IYL Lulus Ujian Proposal Dengan Nilai Sangat Memuaskan

  • Whatsapp

IYL Lulus Ujian Proposal Dengan Nilai Sangat Memuaskan
Tujuh orang professor Unhas pagi ini melakukan uji proposal S3 terhadap Ichsan Yasin Limpo di lantai dua Fakultas hukum Unhas. Mengenakan jaket almamater Unhas dipadu kemeja dan dasi merah, Ichsan akan membawakan proposal dengan judul Politik Hukum Pendidikan Dasar Dalam Sistem Pendidikan Nasional.
Dalam proposalnya mantan bupati Gowa dua periode ini mengambil latar belakang dari Pembukaan UUD 45 aline 4 yang garis besarnya bahwa negara harus bisa mencerdaskan kehidupan bangsa.
Dalam kajiannya Ichsan melihat bahwa sistem pengelolaan pendidikan Indonesia masih ‘tertinggal dan terbelakang’ jika dibanding dengan sistem pendidikan yang ada di negara negara Asia lainnya.

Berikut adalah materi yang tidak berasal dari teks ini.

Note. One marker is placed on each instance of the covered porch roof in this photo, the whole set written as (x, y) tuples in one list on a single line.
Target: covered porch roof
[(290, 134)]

Hal ini dilihat dari pelayanan pendidikan nasional yang masih berorientasi pada filosofi ‘stres akademik’ yang cenderung memaksan, menekan, bahkan mengancam. Cara ini tentu saja tidak akan menciptkan atmosfir belajar yang kondusif untuk memberikan ruang yang luas bagi peserta didik untuk mengembangkan krativitasnya, padahal menurut Ichsan, kreativitas sangat dibutuhkan untuk berinovasi dan berkompetisi di masa mendatang.
Dampak dari penerapan sistem pendidikan itu berdasarkan hasil PISA (programer for internasional student assesment) kemampuan anak Indonesia usi 15 tahun dibidang Matematika, sains dan Membaca masih rendah diibanding dengan anak anak lain di dunia.
Dari hasil PSA, Indonesia masih berada diperingkat ke 64 dari 65 negara yang berpartisipasi dalam tes.
Dalam analisis masalah, Ichsan menyebut bahwa kebijakan sistem pendidikan dasar terutama kelas 1 dan 2 masih kurang memperhitungkan ‘daya tampung dan daya kerja otak anak. Padahal secara lahiriah setiap anak telah dibekali potensi kecerdasan standar yang dibawa sejak lahir. Padahal potensi kecerdasan dapat dikembangkan lagi hingga 200 miliar sel neuron untuk bersinapsis pada otak kiri dan kanan pada usia 3 sampai 8 tahun.
Tujuh profesor yang melakukan uji proposal terhadap IYL adalah, Prof Doktor Syamsul Bachri SH MS, Prof Doktor Farida Patittingi SH M.Hum, Prof Doktor Aminuddin Ilmar SH, M.Hum, Prof Doktor Abduk Razak SH MH, Prof Doktor Andi Pangerang Moenta SH, MH, DFM, Prof Doktor Irwansyah SH MH, dan Prof Doktor Anshori ilyas SH MH.
Tepat pukul 12.15 ujian proposal baru dibuka oleh Pros Syamsul Bachri sebagai ketua dan promotor.
Dalam penjelasannya terkait proposal yang berjudul politik hukum pendidikan dasar dalam sitem pendidikan nasional. Menurut Ichsan, sistem pendidikan saat ini sudah benar tapi tidak tepat, latar belakangnya adalah pembukaan UUD 45 alinea 4, yakni mencerdaskan kehidupan bangsa. Selain itu dalam Bab XII UUD 45 disebutkan bahwa setiap warga negara wajib mengikuti pendidikan dasar dan pemerintah wajib membiayainya.
Selanjutnya ada beberapa penanggap seperti dari mahasiswa s3 bernwma Kasman yang mempertanyakan soal politik hukum dan kaitan dengan HAM. Sementara dari Arqam Azikin yang mempertanyakan soal anggaran pendidikan, menurut IYL dengan anggaran ABN ditambah dengan 20 persen APBD, maka biaya pendidikan itu akan cukup.
‘Ada ketidak konsistenan dalam penyelenggaran pendidikan, saat ini pendidikan di Indonesia dibuat seperti kue lapis,”jelas IYl.
Sementara Prof Irwansyah menilai bahwa penjelasan IYl dalam proposalnya sebagai calon peneiliti sudah mendekati kesempurnaan. Sementara pada akhir ujian proposal jarum jam menunjukkan pukul 13.45 wita, promotor prof doktor Syamsu Bachri menyatakan Ichsan sebagai calon peneliti mendapat nilai A atau sangat memuaskan.